Ce à quoi Midoulet, qui avait suivi la scène avec un intérêt non dissimulé, répliqua en écho :

— Je comprends, je comprends tout… Le vêtement introuvable. Parfaitement ! Il avait quitté les valises du général pour passer dans celle de Monsieur !…

Il parut chercher un nom. Sans hésiter, le jeune homme répondit :

— Marcel Tibérade, docteur en médecine, ès sciences physiques et droit, lequel donnerait sa vie pour Mlle Sika, et qui, à plus forte raison, donnera ce pantalon, bien qu’il ne lui appartienne pas.

— Je vous l’interdis absolument gronda Uko avec une rage désespérée.

Marcel ne parut même pas l’avoir entendu. Il reprit, s’adressant toujours à Midoulet :

— Il est à bord, dans ma valise. Je rejoins la voiture qui nous attend, je me fais conduire au port, et je reviens avec l’objet, il me faut environ une heure à l’aller, autant au retour. Je serai ici à…

Le jeune homme tira sa montre de sa poche, afin de se livrer au calcul du temps nécessaire à la course projetée. Mais à peine y eut-il jeté les yeux qu’il poussa un cri étranglé :

— Fatalité !

— Qu’est-ce que tu chantes, avec ta fatalité ? s’exclama Emmie avec un petit rire.

Sa gaîté s’évanouit aussitôt, son cousin répliquant d’une voix sourde :

— Il est dix heures !

— Eh bien ?

— Eh bien, le Shanghaï est parti depuis une heure. Le pantalon est actuellement au large avec le navire, la cabine et la valise, où je l’ai serré.

Et tous se regardant, déconcertés par ce malencontreux incident, un juron retentit, éveillant les échos des ravins.

— Mille tonnerres !

C’était Midoulet qui exprimait aussi son opinion sur l’aventure.

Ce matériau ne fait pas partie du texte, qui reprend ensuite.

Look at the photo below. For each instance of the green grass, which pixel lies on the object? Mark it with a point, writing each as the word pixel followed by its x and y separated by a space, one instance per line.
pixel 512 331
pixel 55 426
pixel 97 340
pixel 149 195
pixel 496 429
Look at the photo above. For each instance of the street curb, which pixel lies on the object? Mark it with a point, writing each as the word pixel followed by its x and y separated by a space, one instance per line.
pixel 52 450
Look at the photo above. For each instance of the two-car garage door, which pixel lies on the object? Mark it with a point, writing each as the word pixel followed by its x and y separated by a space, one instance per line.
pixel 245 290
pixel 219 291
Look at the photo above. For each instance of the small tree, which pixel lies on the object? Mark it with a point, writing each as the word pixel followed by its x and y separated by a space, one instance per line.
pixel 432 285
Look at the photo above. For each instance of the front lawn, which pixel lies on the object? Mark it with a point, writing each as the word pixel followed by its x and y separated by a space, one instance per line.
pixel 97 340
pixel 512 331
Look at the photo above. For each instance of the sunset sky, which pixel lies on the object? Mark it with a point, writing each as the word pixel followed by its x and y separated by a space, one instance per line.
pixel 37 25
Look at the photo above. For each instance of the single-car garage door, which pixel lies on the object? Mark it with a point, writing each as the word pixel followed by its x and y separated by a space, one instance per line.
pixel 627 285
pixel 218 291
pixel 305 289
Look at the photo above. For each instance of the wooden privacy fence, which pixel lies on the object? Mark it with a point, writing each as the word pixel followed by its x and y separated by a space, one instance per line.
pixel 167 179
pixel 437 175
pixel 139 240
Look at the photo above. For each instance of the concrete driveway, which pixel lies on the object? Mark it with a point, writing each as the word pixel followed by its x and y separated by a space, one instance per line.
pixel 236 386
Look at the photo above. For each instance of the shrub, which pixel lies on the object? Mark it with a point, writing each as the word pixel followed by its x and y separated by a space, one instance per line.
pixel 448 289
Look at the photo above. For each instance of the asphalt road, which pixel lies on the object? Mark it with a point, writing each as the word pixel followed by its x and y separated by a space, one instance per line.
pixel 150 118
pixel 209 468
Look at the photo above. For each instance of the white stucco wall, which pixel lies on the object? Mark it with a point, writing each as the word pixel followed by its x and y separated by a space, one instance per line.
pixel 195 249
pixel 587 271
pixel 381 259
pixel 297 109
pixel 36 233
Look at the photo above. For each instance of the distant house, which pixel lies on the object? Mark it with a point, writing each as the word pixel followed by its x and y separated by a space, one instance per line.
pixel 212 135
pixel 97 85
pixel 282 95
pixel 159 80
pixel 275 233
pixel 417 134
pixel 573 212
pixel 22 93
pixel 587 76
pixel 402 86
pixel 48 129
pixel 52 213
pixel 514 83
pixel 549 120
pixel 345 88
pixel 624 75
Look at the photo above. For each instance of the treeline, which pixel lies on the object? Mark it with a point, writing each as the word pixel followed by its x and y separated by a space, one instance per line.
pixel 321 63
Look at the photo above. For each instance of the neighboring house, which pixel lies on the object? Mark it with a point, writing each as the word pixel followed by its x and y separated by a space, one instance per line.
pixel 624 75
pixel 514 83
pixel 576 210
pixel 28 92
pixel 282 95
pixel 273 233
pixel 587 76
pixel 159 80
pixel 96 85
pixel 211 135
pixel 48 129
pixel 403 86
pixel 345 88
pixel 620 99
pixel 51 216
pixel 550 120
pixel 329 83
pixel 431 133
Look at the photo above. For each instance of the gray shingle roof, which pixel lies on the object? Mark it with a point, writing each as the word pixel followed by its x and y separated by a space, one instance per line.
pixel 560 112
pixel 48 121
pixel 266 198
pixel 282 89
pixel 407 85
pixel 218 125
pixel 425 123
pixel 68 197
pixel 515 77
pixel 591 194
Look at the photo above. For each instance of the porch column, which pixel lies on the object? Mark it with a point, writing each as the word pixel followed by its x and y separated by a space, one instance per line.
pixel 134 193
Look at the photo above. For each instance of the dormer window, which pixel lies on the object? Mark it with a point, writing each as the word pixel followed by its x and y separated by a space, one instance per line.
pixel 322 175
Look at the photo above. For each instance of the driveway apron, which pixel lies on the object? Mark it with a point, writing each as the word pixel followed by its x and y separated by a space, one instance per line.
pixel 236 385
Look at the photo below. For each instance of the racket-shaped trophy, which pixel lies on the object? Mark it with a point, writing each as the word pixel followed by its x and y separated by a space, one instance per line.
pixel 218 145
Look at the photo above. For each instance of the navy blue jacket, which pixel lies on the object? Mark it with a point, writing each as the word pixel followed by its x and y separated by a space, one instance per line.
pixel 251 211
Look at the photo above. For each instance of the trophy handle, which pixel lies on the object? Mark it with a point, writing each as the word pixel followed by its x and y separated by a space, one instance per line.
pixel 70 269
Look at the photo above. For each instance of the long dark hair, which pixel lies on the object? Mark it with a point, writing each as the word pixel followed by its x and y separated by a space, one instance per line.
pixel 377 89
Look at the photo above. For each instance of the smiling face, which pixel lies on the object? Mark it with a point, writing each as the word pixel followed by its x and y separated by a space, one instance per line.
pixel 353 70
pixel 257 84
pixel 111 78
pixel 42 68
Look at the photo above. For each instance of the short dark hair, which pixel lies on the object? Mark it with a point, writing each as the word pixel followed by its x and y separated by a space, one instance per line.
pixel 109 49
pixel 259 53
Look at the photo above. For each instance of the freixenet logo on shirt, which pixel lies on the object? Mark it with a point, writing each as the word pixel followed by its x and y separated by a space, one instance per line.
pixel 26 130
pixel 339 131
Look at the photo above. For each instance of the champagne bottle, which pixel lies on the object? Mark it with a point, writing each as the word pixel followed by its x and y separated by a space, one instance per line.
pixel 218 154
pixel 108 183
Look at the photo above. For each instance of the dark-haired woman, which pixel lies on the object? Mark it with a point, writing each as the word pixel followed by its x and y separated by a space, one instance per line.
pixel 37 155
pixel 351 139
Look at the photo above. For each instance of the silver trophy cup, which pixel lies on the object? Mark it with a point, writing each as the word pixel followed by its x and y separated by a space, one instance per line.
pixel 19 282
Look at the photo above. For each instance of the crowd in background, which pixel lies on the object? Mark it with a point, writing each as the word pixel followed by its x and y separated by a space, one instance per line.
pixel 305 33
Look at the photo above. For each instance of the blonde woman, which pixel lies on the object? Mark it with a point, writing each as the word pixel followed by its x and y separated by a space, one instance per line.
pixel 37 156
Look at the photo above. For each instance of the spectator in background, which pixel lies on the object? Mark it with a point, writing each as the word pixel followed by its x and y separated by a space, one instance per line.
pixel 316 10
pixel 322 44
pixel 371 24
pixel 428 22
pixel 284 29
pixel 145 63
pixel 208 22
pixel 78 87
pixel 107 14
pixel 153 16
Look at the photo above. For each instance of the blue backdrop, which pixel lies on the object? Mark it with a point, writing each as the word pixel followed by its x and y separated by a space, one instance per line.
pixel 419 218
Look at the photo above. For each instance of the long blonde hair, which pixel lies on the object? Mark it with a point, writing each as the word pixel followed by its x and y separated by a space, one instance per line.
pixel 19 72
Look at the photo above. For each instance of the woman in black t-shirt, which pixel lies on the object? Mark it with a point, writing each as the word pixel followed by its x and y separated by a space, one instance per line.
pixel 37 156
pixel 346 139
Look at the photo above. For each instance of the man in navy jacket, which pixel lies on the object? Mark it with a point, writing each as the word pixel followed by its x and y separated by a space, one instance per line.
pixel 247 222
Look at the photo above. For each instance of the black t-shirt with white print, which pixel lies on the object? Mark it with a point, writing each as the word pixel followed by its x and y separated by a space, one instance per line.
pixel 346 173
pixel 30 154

À cette minute, le pantalon que, par ordre de son gouvernement, le général ne devait pas quitter d’un instant, voguait tout seul, abandonné, sans son gardien diplomatique, vers Port-Saïd, la ville européenne-orientale, qui garde l’entrée du canal de Suez.

  1. Les 3 S correspondent aux trois mots stileto, scopietta, strada, synthétiques de l’état des bandits : Stylet escopette, fuite.